Some of our initial aesthetic judgments hold up, however. The display was fine for viewing menus, but it wasn't the best for games. Also, since the navigation keys are barely the size of freckles and are bunched together in an area a half-inch wide, they present a challenge to accurate menu surfing for anyone with above-average-size fingers. In fact, they are so tightly packed that the OK key is placed counterintuitively to the left rather than in the center (a Clear button is on the right). Our right thumb frequently moved instinctively to the Back/flashlight key to the right of the array before our logic center kicked into gear. We also had a couple of issues with the menus themselves. Oddly, primary menu sections such as My Account, Settings, and Tools are scrolled horizontally rather than vertically on the small screen, which took a bit of getting used to, especially since menus within these sections are laid out in more traditional vertical lists.
The dial-pad keys' backlighting, although unusual, is among the brightest we've seen. When you're using the phone, the numbers on the rice-shaped black keys are infused with a blue glow, while the four keys in the middle column light up completely, all of which makes dialing in the dark extremely easy. Though small, these dial keys are about the size you'd expect on a compact candy bar-style handset.
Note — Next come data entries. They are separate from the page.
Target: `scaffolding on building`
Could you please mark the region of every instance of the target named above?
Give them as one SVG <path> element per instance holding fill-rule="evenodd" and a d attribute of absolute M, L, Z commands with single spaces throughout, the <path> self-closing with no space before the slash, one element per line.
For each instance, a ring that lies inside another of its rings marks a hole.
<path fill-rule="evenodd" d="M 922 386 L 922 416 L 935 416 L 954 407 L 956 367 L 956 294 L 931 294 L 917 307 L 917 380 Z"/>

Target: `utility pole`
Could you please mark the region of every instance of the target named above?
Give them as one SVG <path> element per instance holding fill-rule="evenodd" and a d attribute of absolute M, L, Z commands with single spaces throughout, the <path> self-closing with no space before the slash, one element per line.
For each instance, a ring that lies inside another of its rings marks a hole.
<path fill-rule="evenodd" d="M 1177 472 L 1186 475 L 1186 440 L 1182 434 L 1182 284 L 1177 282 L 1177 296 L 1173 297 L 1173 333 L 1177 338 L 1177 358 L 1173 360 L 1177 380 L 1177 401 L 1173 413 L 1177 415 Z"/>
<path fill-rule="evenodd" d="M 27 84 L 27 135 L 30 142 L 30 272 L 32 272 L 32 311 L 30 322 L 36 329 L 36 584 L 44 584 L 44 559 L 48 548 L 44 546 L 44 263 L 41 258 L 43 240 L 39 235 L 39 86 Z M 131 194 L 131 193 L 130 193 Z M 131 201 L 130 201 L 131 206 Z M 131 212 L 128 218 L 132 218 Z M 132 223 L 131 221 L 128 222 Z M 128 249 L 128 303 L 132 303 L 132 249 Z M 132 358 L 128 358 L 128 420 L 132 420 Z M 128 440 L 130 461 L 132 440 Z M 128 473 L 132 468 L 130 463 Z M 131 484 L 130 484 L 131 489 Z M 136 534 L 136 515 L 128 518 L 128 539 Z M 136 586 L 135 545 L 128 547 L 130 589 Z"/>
And the rubber ring that frames the phone's face makes it easy to hold on to while walking and talking, regardless of how sweaty your fingers might get.
Disappointingly, there are no side-mounted volume keys, so you have to stick a finger into the array and feel for the tiny keys to raise or lower the volume. Then there's the flashlight--we found the widely dispersed glow illuminates objects more than 20 feet away in pitch darkness. The challenge is finding the tiny black Back key that doubles as the flashlight's on switch in the dark. You can further brighten the phone with an optional $10.99 faceplate, which, at 20 percent of the phone's cost, is a wee pricey.
With room for around 200 numbers, the Kyocera K10's phone book is surprisingly robust. There's room for an e-mail address, picture ID (although we were a little unclear on how to get pictures onto the phone since there's no camera and it doesn't support multimedia messaging), caller-specific ringer identification, and even voice dialing, which worked with no problem. Virgin has has also enabled text messaging. You get a calculator, a countdown timer, a stopwatch, and a tip calculator.
Downloading ring tones, games, and wallpaper from the Virgin XL Web store was surprisingly fast and painless, except for navigating menus that display only three lines of text at any given time. The Royale is packed with two demo games, Bejeweled and Jamdat Bowling, but the tiny buttons made play frustrating and would probably dissuade you from buying the full versions.
There are seven preloaded polyphonic ring tones, and you can download real superphonic music clips from the Virgin XL store. Any ring tone can be matched with the violent vibrate alert, but curiously, the phone vibrates for a good 5 to 7 seconds before the ringer actually sounds. There is no single key or key-combo shortcut to put the phone into silent vibrate mode until a call actually comes in.
Ringer volume is about medium and difficult to hear from a backpack or briefcase in any moderately noisy environment. The vibrating alert was far more effective at alerting us to an incoming call when the phone was in a pants pocket.
The Royale is rated at a relatively short 3.5 hours of talk time and 7.5 days of standby, but a major segment of the battery meter disappeared after less than 10 minutes of conversation and about an hour of futzing with settings and downloads. In our tests, however, we got 3.25 hours of talk time on a single charge and 5.5 days of standby time. According to FCC radiation tests, the K10 Royale has a digital SAR rating of 1.12 watts per kilogram.